Le journaliste Hervé Honla a partagé son point de vue sur l’industrie musicale burkinabè, qu’il considère actuellement sur une bonne dynamique. Il précise que bien que cette musique soit encore embryonnaire, elle possède un potentiel important. « Le principal défi reste le manque de connaissance des artistes en matière d’utilisation du digital. Malgré leur talent et l’originalité de leurs œuvres, ces artistes rencontrent des difficultés à faire connaître leur musique au-delà des frontières. Les REMA (Rencontres Musicales Africaines) offrent une opportunité pour les artistes burkinabè de se familiariser avec le digital ». Il a également noté que l’industrie musicale burkinabè a l’occasion d’apprendre des réussites et des erreurs des pays voisins, ce qui pourrait lui permettre de transcender les frontières. «Toutefois, il est crucial de créer une union autour d’un concept commun pour maximiser ce potentiel », a confié Hervé Honla.
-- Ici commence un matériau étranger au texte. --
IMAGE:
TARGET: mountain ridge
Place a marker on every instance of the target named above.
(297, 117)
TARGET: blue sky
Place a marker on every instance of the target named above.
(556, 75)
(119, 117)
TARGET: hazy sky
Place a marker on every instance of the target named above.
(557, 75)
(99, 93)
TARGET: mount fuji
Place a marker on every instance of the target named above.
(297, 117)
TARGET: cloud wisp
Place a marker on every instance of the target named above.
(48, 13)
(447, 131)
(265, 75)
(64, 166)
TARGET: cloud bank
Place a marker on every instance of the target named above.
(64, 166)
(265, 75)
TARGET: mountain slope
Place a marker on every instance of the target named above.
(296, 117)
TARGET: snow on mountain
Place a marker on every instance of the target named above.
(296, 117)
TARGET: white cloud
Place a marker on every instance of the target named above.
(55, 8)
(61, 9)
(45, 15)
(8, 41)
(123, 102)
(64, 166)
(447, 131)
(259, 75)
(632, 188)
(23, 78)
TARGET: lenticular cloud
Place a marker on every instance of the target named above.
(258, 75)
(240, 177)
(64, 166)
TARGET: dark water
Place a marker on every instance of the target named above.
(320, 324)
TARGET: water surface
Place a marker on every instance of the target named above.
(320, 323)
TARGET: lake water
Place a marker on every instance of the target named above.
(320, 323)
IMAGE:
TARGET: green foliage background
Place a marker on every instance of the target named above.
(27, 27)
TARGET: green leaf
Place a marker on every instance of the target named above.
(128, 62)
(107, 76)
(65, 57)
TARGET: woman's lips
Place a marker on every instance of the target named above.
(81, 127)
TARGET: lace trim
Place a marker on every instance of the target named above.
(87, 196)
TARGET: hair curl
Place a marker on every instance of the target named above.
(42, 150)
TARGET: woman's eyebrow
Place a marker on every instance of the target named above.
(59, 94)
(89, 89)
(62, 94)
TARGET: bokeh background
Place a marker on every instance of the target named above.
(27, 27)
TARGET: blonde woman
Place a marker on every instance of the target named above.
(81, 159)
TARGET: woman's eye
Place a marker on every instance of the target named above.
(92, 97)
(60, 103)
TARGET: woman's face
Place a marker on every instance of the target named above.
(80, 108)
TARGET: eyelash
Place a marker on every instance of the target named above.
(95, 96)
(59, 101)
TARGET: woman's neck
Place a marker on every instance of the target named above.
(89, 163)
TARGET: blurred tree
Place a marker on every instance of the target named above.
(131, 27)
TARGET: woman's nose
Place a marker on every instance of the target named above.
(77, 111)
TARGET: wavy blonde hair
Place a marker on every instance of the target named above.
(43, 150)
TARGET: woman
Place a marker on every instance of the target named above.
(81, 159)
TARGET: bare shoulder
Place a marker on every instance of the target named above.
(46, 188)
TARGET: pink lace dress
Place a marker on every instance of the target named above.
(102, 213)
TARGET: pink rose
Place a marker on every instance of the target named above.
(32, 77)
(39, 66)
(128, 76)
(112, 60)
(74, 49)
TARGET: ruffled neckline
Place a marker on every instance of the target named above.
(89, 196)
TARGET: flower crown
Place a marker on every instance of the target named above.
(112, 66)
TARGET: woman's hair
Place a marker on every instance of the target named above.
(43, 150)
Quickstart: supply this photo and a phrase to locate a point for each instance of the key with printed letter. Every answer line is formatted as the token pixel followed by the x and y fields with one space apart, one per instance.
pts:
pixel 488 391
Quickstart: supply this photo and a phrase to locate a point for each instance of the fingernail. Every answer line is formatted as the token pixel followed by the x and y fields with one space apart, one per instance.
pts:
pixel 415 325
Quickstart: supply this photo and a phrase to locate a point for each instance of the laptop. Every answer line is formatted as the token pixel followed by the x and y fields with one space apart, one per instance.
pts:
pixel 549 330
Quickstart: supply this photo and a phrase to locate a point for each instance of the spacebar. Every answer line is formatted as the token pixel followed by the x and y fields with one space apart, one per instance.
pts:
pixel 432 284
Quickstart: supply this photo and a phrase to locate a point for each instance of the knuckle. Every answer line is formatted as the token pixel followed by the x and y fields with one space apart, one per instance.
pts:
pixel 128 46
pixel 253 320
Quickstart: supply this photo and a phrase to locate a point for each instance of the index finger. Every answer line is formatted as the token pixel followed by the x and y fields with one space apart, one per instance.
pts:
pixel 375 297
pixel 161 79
Magali Wora, quant à elle, a souligné que la digitalisation de la musique en Afrique francophone représente un défi majeur. Elle a insisté sur l’importance de former les acteurs du secteur aux plateformes digitales, affirmant qu’il est essentiel de développer une politique musicale solide au sein de la sous-région. Magali Wora a observé qu’il y a très peu de musique francophone dans les playlists gérées par Apple, malgré le fait que la musique traverse les frontières. Elle a déploré que dans la zone francophone, la consommation musicale ne soit pas suffisante pour activer les leviers nécessaires au développement du secteur. « Nous devons nous engager dès maintenant dans le processus de digitalisation. Les acteurs de la musique doivent être impliqués dans la sphère politique pour influencer les décisions et développer la filière musicale. Des stratégies de digitalisation sont impératives », a-t-elle affirmé.
Pour Kayode Adebayo, il est important pour l’Afrique de reconnaître son marché potentiel et de prendre conscience des enjeux de la digitalisation. Selon lui, chaque acteur doit intégrer cette question et agir en conséquence. « Nous avons le devoir de challenger les marchés internationaux. Toutes les industries musicales en Afrique doivent s’unir pour parler le même langage », a-t-il souhaité.
Le panel a ainsi ouvert la voie à une réflexion collective sur l’avenir de la musique africaine, appelant à des actions concrètes pour briser les frontières et promouvoir la richesse culturelle du continent sur la scène mondiale à l’ère du digital et du numérique.